More ammo for the climate sceptics

The hottest year on record? We don't know
Scientists have to be precise. It is their downfall when they try to communicate. The media don't want precision, 'if's and 'but's and error bars. They want black and white 'facts'. It's not a trivial problem. If, as a scientist, you over-simplify then you are in danger of getting a twisted message across (and losing the respect of your peers). If, on the other hand, you apply normal scientific caution people switch off and your political opponents rip you to pieces.

This is a problem that climate scientists face all the time. Every time they revise something or hedge their statements with probabilities, or admit there are competing theories, those with a vested interest in playing down climate change wade in and give it to them with all guns blazing. And it wouldn't surprise me if this happens again with the recent announcement that they've changed their mind about what was the warmest year on record. 'If they can't even decide this,' the professional sceptics will crow, 'how can they possibly say what the climate will be like in 50 years time?'

The trouble is, deciding on the warmest year is not a trivial task. It is all very well to ask how the average temperature on the Earth is varying – but how do you find out the average temperature of such a huge body, with such varied weather at any one time? It isn’t actually possible to calculate a meaningful average for the whole world. Apart from anything else, there isn’t a good enough spread of weather stations evenly across the Earth’s surface to achieve this.

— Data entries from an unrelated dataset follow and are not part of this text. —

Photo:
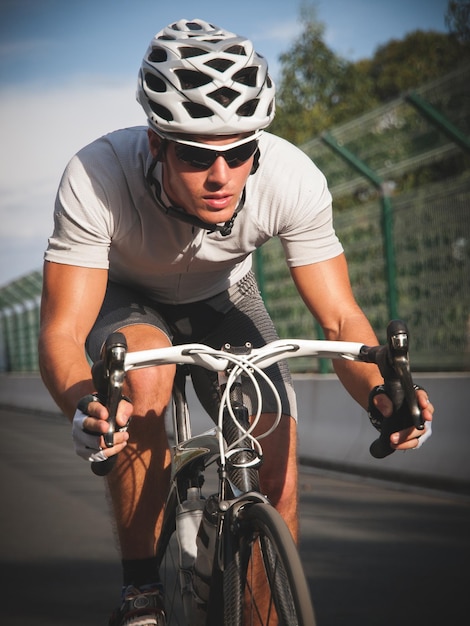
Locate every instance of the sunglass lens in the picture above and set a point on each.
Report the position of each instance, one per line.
(203, 158)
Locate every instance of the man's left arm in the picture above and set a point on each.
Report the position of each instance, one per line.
(326, 290)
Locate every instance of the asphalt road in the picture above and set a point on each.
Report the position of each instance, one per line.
(375, 554)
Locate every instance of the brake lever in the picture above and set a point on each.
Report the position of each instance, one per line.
(108, 377)
(394, 365)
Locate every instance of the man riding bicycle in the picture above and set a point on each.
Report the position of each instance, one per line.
(154, 232)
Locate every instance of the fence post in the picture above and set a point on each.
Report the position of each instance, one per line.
(438, 119)
(387, 216)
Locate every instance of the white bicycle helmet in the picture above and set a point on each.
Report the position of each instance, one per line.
(197, 78)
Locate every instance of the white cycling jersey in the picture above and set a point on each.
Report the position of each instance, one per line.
(107, 216)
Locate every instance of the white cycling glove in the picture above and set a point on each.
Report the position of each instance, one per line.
(87, 443)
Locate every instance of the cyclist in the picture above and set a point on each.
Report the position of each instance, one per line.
(154, 231)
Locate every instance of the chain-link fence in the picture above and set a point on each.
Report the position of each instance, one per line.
(406, 237)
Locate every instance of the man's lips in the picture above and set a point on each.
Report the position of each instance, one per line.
(218, 202)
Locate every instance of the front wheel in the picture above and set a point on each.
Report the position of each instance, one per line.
(264, 583)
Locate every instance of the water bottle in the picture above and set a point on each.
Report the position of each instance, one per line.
(205, 542)
(188, 519)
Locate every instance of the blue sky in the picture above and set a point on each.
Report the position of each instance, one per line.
(68, 72)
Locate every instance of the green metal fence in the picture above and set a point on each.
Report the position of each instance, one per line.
(406, 236)
(19, 324)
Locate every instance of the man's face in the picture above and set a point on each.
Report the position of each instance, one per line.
(210, 194)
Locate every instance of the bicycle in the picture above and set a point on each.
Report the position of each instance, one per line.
(211, 565)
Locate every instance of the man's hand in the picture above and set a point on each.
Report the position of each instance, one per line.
(89, 424)
(410, 438)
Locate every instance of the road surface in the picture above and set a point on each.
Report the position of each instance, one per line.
(375, 554)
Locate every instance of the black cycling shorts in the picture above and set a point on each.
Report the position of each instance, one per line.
(234, 316)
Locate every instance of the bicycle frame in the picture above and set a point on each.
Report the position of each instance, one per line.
(192, 455)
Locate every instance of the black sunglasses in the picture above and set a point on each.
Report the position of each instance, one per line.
(203, 158)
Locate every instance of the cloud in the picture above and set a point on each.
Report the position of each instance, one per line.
(41, 129)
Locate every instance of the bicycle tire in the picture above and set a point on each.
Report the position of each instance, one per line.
(289, 597)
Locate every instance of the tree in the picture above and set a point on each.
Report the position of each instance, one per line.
(420, 57)
(317, 88)
(458, 19)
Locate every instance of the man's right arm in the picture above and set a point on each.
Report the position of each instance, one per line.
(71, 300)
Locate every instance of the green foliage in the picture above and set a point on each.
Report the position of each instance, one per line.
(319, 89)
(420, 57)
(458, 19)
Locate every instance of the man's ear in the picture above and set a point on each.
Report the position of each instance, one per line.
(156, 144)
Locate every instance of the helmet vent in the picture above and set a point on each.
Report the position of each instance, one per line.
(158, 55)
(161, 111)
(237, 49)
(219, 64)
(188, 52)
(190, 79)
(197, 110)
(155, 83)
(224, 96)
(246, 76)
(248, 109)
(193, 26)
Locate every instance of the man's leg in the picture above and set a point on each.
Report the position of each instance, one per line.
(279, 472)
(138, 484)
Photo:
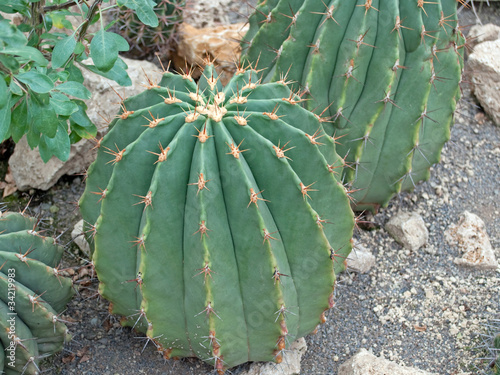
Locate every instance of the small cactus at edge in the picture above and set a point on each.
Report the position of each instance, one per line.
(143, 39)
(387, 72)
(216, 218)
(33, 294)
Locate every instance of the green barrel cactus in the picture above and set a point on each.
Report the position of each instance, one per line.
(33, 294)
(216, 218)
(385, 72)
(143, 39)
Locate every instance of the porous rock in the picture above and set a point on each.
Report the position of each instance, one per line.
(220, 44)
(361, 259)
(79, 239)
(408, 229)
(207, 13)
(484, 67)
(483, 33)
(472, 240)
(364, 363)
(28, 169)
(289, 366)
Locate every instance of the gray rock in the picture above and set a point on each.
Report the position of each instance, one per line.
(79, 239)
(484, 66)
(289, 366)
(482, 33)
(364, 363)
(408, 229)
(28, 169)
(207, 13)
(361, 259)
(472, 240)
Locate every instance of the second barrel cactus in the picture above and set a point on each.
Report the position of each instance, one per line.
(216, 218)
(33, 294)
(385, 72)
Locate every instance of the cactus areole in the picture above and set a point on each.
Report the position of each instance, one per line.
(385, 72)
(217, 221)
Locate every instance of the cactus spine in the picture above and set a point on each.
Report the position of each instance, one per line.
(32, 296)
(217, 222)
(388, 73)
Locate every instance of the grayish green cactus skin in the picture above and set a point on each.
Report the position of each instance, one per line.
(387, 72)
(32, 296)
(217, 222)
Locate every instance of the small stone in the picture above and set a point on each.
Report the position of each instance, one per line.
(289, 366)
(484, 65)
(360, 260)
(472, 240)
(482, 33)
(364, 362)
(408, 229)
(221, 42)
(79, 238)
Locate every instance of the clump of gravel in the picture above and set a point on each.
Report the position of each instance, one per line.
(417, 307)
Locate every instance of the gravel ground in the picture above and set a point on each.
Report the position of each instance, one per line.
(416, 308)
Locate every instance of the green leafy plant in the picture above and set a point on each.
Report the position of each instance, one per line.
(385, 72)
(143, 39)
(33, 294)
(216, 219)
(41, 83)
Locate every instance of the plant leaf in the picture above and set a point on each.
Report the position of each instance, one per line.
(59, 146)
(103, 50)
(42, 117)
(19, 121)
(5, 117)
(75, 89)
(144, 10)
(26, 52)
(118, 73)
(62, 51)
(37, 82)
(62, 104)
(4, 92)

Instead, what they do is make use of 'temperature anomalies.' These compare the average temperature for the required year against long term averages using the same weather stations. That way you get a like-for-like comparison and can understand the way temperature is changing without knowing the 'real' average temperature across the world.

The trouble with this approach, producing those disputes over what is the hottest year since records began, is that the chosen year will vary depending on the spread of years you use for your long term average. Hence the fact we used to think the hottest year on record was 1998, but now it is 2010. So when the anti-climate change brigade leap on this, bear in mind it isn't a mistake, it's merely refining the data. It doesn't actually matter how you cut it - the different averaging processes all say that the decade up to 2010 was the hottest since records began. But it's fairly easy to fiddle around with the specific hottest year.

Not error, just the true scientific process. As I've said many times before, science isn't about 'true and unchanging facts' - dogma should be for religion, not science - it is about our best understanding given the data we have at the moment and will always be provisional and open to change in the future.